Renato Calza, nel suo contributo, parte dalla nascita della diceria, messa in giro pochi giorni dopo la sua morte, dell’avvelenamento di Mozart per mano di musicisti italiani a Vienna poi confluita nella prima biografia mozartiana del 1798 e di una cabala ai danni delle Nozze di Figaro. Ben presto, di bocca in bocca, cominciò a circolare un nome: Antonio Salieri, compositore italiano di spicco a Vienna e maestro di cappella di corte.
La calunnia corse rapidamente e, come scrive Calza, «il 1824 fu l’anno fatale per Salieri. La diceria sul suo conto si diffuse a macchia d’olio e i nobili intenti di chi cercò di difendere il suo onore ne fecero aumentare la circolazione su riviste musicali e quotidiani di mezza Europa»: addirittura, il 15 aprile 1824, credendo che il compositore italiano fosse morto, La Gazette de France riportò come «notizia certa la voce che Salieri s’era accusato sul letto di morte d’aver avvelenato Mozart in un acceso di spaventosa gelosia». La news – o meglio, la fake news – rimbalzò su diverse testate e percorse Parigi instancabilmente (confluendo addirittura in un’opera in versi di Cordellier-Delanoue) giungendo e dilagando poi anche a Vienna.
Il 7 maggio 1825 Salieri morì. Nel 1827 uscì la sua prima biografia, in cui l’autore, Ignaz von Mosel, definì «vergognosa calunnia» l’accusa di omicidio. Eppure – si sa – gli intrighi e i misteri hanno radici dure da estirpare, tanto che l’immagine di Salieri, «il rivale per antonomasia», la fece da padrone nell’immaginazione letteraria: i testi di Puškin, Lortzing, Nicolai accreditarono «l’immagine diabolica di Salieri».
Tra Otto e Novecento, la letteratura altalenò assoluzioni e accuse (e, tra queste, quella italiana di Alfredo Colombani, sul Corriere della Sera, nel 1900: «Dimostrava animo invidioso e cattivo contro i rivali») e, passando per le due guerre, si giunse fino alla pellicola Amadeus di Forman, il cui successo planetario «segnò la massima diffusione dello stereotipo di un Salieri mediocre e (potenziale) assassino». Ed è evidente che, benché la musicologia avesse archiviato dicerie e calunnie su Salieri, al grande pubblico rimase impressa per sempre l’immagine dell’invidioso Salieri di Forman.
Ecco l’importanza di questo libro.

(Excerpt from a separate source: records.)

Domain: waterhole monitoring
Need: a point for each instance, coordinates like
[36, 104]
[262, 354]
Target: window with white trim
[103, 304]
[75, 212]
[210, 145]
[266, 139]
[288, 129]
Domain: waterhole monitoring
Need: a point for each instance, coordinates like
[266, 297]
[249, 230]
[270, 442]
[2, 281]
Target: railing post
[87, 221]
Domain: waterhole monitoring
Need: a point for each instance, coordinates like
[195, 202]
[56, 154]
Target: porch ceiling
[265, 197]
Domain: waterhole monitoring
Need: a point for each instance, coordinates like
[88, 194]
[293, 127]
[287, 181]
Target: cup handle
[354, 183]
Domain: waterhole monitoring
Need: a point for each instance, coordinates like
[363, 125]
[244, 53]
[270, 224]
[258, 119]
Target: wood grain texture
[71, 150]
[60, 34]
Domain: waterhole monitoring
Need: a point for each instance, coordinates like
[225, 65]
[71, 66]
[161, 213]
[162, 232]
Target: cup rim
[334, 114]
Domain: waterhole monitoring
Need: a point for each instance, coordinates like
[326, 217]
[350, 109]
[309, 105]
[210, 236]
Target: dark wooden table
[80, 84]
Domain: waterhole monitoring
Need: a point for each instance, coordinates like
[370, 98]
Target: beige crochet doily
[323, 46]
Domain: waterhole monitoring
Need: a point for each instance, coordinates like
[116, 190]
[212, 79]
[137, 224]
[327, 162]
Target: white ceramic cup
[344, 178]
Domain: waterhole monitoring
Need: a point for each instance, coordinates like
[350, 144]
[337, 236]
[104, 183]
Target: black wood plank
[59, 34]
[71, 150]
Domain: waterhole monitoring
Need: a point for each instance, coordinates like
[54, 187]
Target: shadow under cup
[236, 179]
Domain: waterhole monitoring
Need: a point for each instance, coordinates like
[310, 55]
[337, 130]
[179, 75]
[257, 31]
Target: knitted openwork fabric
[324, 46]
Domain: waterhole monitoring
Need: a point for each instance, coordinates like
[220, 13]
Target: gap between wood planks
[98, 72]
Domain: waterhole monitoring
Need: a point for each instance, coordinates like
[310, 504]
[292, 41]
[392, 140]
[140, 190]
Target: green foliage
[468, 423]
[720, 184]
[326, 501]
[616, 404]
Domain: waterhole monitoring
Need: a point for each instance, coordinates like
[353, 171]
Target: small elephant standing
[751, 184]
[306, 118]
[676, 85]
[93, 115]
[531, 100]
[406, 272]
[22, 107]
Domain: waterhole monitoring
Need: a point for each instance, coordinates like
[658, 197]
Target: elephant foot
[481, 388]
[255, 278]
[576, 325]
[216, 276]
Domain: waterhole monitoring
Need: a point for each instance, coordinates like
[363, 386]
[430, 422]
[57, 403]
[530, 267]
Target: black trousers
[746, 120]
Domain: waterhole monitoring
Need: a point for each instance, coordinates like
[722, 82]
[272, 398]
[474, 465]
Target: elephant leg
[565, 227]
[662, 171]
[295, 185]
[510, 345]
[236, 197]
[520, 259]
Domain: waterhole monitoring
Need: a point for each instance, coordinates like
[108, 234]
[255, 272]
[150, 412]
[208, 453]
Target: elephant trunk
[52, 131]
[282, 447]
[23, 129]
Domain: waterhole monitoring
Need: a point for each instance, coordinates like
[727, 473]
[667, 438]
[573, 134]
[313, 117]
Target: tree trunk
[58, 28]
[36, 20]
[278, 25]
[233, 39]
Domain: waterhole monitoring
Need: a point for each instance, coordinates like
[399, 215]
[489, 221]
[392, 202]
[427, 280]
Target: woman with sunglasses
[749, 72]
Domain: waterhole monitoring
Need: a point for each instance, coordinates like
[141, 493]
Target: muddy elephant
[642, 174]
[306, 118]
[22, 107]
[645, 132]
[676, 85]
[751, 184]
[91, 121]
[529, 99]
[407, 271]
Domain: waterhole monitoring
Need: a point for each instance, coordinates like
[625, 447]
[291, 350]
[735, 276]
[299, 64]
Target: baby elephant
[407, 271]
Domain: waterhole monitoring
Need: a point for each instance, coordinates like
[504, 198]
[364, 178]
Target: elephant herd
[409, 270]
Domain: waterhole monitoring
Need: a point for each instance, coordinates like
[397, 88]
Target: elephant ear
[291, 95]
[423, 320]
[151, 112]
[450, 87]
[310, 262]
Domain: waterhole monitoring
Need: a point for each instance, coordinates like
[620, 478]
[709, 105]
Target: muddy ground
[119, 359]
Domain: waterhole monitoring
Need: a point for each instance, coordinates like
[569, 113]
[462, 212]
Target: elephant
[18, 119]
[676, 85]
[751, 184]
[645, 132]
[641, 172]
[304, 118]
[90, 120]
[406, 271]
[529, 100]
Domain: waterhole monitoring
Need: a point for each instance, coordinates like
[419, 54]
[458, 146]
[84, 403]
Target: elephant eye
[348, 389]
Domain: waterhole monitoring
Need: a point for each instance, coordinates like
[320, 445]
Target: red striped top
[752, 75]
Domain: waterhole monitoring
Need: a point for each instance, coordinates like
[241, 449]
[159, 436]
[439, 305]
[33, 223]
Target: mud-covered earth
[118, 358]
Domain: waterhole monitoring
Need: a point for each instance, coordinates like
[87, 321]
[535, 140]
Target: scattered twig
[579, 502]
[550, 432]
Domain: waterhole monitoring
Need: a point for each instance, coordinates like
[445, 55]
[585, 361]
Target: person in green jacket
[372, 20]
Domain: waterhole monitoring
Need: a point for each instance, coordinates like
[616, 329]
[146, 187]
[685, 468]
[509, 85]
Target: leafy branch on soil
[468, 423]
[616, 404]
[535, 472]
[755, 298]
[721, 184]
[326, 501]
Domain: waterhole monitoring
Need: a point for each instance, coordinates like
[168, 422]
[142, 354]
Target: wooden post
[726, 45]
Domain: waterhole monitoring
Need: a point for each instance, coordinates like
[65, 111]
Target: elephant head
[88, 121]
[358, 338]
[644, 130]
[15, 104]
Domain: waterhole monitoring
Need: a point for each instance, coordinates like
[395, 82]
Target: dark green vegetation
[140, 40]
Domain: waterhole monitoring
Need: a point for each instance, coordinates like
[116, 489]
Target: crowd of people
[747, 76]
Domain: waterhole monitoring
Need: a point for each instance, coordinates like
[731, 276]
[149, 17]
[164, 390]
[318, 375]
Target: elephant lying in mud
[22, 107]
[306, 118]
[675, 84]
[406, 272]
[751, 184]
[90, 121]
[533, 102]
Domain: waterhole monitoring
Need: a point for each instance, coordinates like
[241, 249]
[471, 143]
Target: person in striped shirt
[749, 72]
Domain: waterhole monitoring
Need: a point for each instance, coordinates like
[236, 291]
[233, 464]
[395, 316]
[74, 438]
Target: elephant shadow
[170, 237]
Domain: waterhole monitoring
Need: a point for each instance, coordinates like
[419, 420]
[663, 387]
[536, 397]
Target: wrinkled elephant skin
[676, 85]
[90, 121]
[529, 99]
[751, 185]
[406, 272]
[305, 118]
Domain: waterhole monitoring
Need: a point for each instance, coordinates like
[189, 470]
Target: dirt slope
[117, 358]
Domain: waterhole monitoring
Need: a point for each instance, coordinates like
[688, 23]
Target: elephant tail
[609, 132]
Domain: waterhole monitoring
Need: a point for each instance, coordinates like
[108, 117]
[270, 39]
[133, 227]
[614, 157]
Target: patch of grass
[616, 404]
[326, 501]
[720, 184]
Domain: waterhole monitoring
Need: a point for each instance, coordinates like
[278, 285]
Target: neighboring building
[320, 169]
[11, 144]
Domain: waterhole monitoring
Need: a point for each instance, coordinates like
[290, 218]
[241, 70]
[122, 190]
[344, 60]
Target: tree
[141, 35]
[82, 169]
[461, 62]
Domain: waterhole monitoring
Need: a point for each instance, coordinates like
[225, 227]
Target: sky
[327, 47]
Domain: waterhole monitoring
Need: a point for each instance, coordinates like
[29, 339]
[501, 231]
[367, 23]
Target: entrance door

La ricostruzione operata da Calza della diceria sulla rivalità tra Salieri e Mozart è pregiata, meticolosa, documentata fin nei minimi dettagli e ricca di informazioni anche inedite. Verrebbe quasi da considerarla una risposta a quanto scrisse Antonio Braga, musicologo e critico musicale dell’Osservatore Romano, nel 1964: «Finché si discuterà del binomio Mozart-Salieri non si potrà mai studiare interamente Salieri. Ma non sarà possibile iniziare lo studio di Salieri senza aver sgomberato il campo da tutti i dubbi su questa inimicizia».
Ecco, varrebbe quasi la pena, nella lettura di questo libro, partire dal fondo: sgomberare il campo dalle false accuse rivolte, nei secoli, a Salieri e, una volta “prosciolto”, rendergli giustizia fino in fondo studiandolo come compositore. E non solo: come uno dei più grandi del suo tempo.